Cluster categories for algebras of global dimension 2 and quivers with potential

TL;DR

This paper constructs and analyzes new triangulated categories associated with finite-dimensional algebras of global dimension 2 and quivers with potential, generalizing cluster categories and establishing their properties.

Contribution

It introduces a new class of triangulated categories for algebras of global dimension 2 and quivers with potential, extending known cluster categories and identifying conditions for their Calabi-Yau and cluster-tilting structures.

Findings

The categories are 2-Calabi-Yau when Hom-finite.

Existence of canonical cluster-tilting objects in these categories.

Application to Jacobian algebras from quivers with potential.

Abstract

Let $k$ be a field and $A$ a finite-dimensional $k$-algebra of global dimension $\leq 2$. We construct a triangulated category $\Cc_A$ associated to $A$ which, if $A$ is hereditary, is triangle equivalent to the cluster category of $A$. When $\Cc_A$ is $\Hom$-finite, we prove that it is 2-CY and endowed with a canonical cluster-tilting object.
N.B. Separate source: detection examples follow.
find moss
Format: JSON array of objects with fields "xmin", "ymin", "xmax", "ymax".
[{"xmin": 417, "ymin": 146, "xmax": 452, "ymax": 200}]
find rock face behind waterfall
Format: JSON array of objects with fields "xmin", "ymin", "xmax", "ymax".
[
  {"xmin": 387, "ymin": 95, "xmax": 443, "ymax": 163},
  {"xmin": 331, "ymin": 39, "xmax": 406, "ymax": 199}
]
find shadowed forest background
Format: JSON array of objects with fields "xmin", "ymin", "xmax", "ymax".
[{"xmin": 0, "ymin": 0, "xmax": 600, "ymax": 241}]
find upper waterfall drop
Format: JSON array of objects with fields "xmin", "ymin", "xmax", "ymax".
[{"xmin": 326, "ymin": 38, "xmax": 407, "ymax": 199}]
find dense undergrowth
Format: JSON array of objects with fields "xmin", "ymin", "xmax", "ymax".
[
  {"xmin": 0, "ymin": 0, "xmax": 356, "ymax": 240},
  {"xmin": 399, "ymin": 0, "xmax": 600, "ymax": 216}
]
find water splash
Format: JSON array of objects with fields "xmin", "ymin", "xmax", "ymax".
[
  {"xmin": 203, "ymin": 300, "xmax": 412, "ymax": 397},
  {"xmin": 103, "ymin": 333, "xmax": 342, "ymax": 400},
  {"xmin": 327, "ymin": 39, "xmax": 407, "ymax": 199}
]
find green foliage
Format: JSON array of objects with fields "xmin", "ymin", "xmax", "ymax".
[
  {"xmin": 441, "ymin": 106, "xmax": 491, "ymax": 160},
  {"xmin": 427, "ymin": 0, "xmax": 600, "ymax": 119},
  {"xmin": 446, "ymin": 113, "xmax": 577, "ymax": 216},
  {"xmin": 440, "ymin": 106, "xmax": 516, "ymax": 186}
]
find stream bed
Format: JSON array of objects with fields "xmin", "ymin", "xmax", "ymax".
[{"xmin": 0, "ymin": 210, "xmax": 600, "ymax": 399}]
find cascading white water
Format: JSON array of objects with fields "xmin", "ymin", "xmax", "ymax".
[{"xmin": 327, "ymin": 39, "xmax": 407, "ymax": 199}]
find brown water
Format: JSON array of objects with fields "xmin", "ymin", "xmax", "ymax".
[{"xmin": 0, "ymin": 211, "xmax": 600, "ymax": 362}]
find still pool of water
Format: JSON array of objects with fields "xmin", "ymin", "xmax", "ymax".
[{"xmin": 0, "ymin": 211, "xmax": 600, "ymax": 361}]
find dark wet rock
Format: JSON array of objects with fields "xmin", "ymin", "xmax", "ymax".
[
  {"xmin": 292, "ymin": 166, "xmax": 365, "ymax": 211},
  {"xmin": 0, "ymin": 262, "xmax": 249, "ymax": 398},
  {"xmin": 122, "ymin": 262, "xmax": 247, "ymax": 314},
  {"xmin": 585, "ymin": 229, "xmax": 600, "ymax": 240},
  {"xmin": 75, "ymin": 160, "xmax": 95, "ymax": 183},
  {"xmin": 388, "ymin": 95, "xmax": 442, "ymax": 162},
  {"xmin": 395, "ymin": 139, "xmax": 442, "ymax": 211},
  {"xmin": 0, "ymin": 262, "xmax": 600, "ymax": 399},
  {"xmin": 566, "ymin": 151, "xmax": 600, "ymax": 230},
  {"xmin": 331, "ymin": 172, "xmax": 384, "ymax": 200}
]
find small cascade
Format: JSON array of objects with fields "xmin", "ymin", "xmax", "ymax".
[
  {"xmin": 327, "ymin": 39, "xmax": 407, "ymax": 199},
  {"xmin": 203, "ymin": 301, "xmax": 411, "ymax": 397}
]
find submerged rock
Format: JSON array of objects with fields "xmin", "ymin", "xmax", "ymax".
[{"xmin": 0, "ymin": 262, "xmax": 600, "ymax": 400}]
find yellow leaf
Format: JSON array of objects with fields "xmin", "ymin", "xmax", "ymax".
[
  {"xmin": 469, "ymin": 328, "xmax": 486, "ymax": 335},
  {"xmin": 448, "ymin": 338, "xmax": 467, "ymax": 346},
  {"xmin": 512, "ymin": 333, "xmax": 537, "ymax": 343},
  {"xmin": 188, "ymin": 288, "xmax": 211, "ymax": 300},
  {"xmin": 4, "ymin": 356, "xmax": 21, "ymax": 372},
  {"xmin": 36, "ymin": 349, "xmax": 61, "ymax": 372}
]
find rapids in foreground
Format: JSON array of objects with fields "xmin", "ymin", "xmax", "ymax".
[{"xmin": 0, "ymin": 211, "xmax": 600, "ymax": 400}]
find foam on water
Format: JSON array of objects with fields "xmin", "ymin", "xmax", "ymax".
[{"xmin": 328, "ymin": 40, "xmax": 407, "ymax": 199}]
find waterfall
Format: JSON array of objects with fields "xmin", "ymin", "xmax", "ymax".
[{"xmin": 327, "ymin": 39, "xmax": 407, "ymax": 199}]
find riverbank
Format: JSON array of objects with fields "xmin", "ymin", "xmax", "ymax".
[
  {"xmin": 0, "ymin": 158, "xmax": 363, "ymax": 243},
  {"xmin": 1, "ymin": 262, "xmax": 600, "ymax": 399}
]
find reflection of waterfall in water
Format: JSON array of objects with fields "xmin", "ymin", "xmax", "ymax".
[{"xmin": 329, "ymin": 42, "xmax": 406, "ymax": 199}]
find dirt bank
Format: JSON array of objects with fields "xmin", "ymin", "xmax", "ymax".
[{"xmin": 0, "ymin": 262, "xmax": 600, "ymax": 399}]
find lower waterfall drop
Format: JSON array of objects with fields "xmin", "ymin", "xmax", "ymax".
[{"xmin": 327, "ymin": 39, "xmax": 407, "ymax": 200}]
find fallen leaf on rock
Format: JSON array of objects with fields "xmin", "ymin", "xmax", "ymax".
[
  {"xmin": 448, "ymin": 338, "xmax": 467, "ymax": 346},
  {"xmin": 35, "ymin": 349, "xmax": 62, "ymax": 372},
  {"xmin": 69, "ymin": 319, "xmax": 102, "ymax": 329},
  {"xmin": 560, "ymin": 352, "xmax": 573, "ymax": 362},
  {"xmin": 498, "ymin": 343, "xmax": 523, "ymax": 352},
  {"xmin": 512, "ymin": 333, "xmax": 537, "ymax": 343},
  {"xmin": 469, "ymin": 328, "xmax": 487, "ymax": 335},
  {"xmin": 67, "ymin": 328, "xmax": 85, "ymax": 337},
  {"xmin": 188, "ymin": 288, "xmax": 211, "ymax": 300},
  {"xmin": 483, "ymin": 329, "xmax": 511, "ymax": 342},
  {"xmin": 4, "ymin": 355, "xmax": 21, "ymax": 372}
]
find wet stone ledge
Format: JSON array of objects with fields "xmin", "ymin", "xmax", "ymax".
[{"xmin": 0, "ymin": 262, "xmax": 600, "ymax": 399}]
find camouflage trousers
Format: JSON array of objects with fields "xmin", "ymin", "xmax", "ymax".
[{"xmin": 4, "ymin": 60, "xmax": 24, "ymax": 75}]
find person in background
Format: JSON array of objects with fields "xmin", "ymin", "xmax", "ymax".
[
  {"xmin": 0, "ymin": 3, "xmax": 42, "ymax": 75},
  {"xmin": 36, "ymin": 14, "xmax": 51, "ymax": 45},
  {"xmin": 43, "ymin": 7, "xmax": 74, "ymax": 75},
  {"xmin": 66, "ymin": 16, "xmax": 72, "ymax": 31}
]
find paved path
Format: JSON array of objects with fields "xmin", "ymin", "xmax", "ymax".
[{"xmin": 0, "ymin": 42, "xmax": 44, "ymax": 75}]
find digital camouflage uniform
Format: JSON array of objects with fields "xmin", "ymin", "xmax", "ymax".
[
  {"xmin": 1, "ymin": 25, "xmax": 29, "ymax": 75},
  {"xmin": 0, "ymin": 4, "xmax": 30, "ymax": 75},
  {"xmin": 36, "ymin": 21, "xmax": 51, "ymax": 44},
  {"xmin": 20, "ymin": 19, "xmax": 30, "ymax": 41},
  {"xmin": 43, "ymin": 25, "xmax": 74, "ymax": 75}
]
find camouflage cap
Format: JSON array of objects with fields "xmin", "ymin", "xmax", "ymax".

This new class of categories contains some of the stable categories of modules over a preprojective algebra studied by Geiss-Leclerc-Schr{\"o}er and by Buan-Iyama-Reiten-Scott. Our results also apply to quivers with potential. Namely, we introduce a cluster category $\Cc_{(Q,W)}$ associated to a quiver with potential $(Q,W)$. When it is Jacobi-finite we prove that it is endowed with a cluster-tilting object whose endomorphism algebra is isomorphic to the Jacobian algebra $\Jj(Q,W)$.